Потом самолет выровнялся и начал набирать высоту. Они пролетели над автостоянкой, над кладбищем, над пристанью, над заливом. Вскоре белые пятна бурунов стали похожи на перхоть, припорошившую широкое плечо моря. Ричард посмотрел в иллюминатор и не поверил своим глазам. Грозовое облако походило на готический собор с оскалившимися горгульями… День — это метафора человеческой жизни: пробуждение, невинное утро, хлопотливый полдень и его помпезное завершение, потом блеклые предвечерние часы, потом усталость, потом смертельная усталость, уверенность в ночном покое, потом кошмары и, наконец, глубокий сон без сновидений. День за бортом самолета закончился, но он не ушел на покой. День умер, но он не желал в это поверить: пусть и больной, он пытался вернуться со словами: «Я все еще день. Разве вы не видите меня? Вы меня больше не любите? Я все еще день». И он не уходил, судорожно подрагивая под крылом. Дождь старался как-то смягчить отчаянное противостояние дня и ночи, хотел все успокоить и очистить. Но его старания напоминали исступленные, истерические аплодисменты.
— Этот красный переключатель, — сказал Гвин. — Что он делает с этим красным переключателем?
Рядом с хронометром, отсчитывавшим время полета (прошло девять минут), на приборной доске был красный переключатель с мигающей и пикающей красной лампочкой. Эта лампочка, по-видимому, нервировала пилота. Он вертел ручку переключателя в надежде, что лампочка погаснет, или переменит цвет, или перестанет пикать. Но его движения скорее говорили о любопытстве, чем о тревоге. Кремовый панцирь его спины по-прежнему неколебимо возвышался в кресле.
— Мы теряем высоту. Мне кажется, мы теряем высоту.
— Если бы что-нибудь случилось, он бы нам сказал. Ведь так? Или нет?
Не оборачиваясь, пилот сказал: «Самолет немного перегружен. Надеюсь, это… не вызовет проблем. Иначе мы не сможем подняться над грозой». После этого он все же обернулся и подозрительно посмотрел на пассажиров, словно выискивая слишком толстого безбилетника.

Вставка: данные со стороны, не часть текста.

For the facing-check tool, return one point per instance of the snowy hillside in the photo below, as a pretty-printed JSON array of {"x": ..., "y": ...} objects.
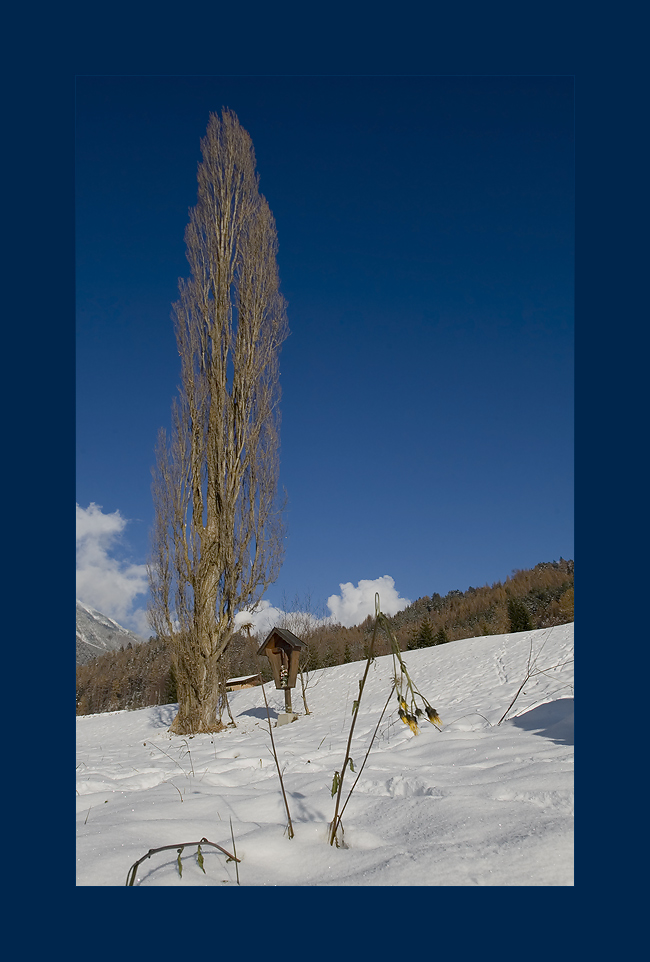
[
  {"x": 476, "y": 803},
  {"x": 97, "y": 634}
]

— Я не стану беспокоиться, — сказал Гвин, — пока он не начнет беспокоиться.
А пилот вовсе не казался обеспокоенным. Он даже начал насвистывать.

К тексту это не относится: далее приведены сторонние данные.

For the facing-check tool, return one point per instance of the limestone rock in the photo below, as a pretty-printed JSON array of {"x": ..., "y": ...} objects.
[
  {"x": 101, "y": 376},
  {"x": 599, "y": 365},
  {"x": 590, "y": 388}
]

— Мудрые слова, — сказал Ричард, отворачиваясь к иллюминатору.
Море оказалось так же близко, как десять минут назад взлетная полоса. Ричарду вдруг померещилось, что самолет прокладывает себе путь не по воздуху, а сквозь вспененную воду. То погружаясь, то взмывая на гребень волны, то всплывая, то ныряя вниз. Вверх, вниз, вверх, вниз, вверх, вниз.

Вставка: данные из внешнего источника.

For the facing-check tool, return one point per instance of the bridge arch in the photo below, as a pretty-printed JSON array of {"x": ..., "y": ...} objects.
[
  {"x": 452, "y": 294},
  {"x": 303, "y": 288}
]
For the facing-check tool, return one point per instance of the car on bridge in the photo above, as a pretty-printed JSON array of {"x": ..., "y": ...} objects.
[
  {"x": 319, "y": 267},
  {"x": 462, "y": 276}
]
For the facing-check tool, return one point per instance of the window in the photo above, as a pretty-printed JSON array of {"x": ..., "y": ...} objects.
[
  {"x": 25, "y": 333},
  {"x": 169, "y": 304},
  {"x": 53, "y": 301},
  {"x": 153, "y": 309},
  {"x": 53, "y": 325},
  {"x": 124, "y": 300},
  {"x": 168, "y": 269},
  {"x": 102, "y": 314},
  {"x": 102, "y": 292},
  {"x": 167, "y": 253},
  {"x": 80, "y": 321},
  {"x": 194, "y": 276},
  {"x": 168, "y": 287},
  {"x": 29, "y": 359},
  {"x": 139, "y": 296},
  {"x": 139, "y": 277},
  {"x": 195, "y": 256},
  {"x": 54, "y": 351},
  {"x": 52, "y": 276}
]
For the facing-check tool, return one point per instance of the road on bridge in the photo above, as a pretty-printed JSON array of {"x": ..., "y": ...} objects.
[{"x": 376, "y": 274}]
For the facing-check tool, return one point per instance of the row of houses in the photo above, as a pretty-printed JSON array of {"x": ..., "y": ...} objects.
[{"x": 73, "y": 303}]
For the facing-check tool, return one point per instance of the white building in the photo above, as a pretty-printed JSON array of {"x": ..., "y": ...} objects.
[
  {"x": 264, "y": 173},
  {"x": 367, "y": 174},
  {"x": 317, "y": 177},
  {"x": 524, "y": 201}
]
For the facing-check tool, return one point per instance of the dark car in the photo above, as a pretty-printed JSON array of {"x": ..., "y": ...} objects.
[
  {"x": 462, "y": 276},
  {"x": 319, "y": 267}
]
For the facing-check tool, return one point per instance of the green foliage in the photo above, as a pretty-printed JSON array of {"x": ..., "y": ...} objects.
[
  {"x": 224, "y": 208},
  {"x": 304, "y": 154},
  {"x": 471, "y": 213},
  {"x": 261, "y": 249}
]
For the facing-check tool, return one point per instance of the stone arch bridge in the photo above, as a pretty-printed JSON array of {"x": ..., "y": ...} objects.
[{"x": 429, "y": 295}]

— О господи, — сказал Гвин.
— Он перестал вертеть эту чертову ручку.
— Правда?
— Да, наконец-то он перестал вертеть эту чертову красную ручку.
— Правда? Слава богу.
Свет в салоне стал тусклым, потом вспыхнул и снова стал тусклым.
~ ~ ~
И только когда на кремовом заду пилота расплылось пятно, Ричард со всей определенностью понял, что дело плохо. Сначала пятно проступило как крохотный островок, скоро оно превратилось в Кубу, потом в Мадагаскар и наконец в жутковатую коричневую Австралию. Но это было пять минут назад, и теперь до этого никому не было дела. Разумеется, никто из пассажиров не считал состояние брюк пилота хорошим знаком, но это случилось пять минут назад, это уже было историей, и теперь до этого никому не было дела, даже самому пилоту. Он кричал в микрофон, кричал в мир скрежещущего металла и скрипящих заклепок, кричал на языке самой грозы — с ее страшными фрикативными и свирепыми взрывными звуками. Отложив хлысты, боги закончили свое родео со стихиями и принялись играть в боулинг — шары с грохотом катились по желобам времени и пространства. А внутри самолета сидели смертные, распластанные, как морские звезды, побелевшие от кончиков пальцев на руках до кончиков пальцев на ногах, распятые, как Христос, как Жанна д’Арк на костре. Ричард оглянулся, и ему вдруг стало жаль юного пиарщика с его лоснящимся от пота, дрожащим и залитым слезами лицом.
Вот и конец. Ричард сжал руку Гвина и громко сказал ему на ухо:
— Смерть — это хорошо.
— Что?
— Смерть — это хорошо. — Здесь, в Америке, Ричард заметил, что каждый раз, когда они садились в самолет, его все меньше и меньше беспокоило, разобьется он или нет. Каждый раз у Ричарда оставалось все меньше причин, ради чего ему стоило бы возвращаться на землю. — Смерть — это хорошо.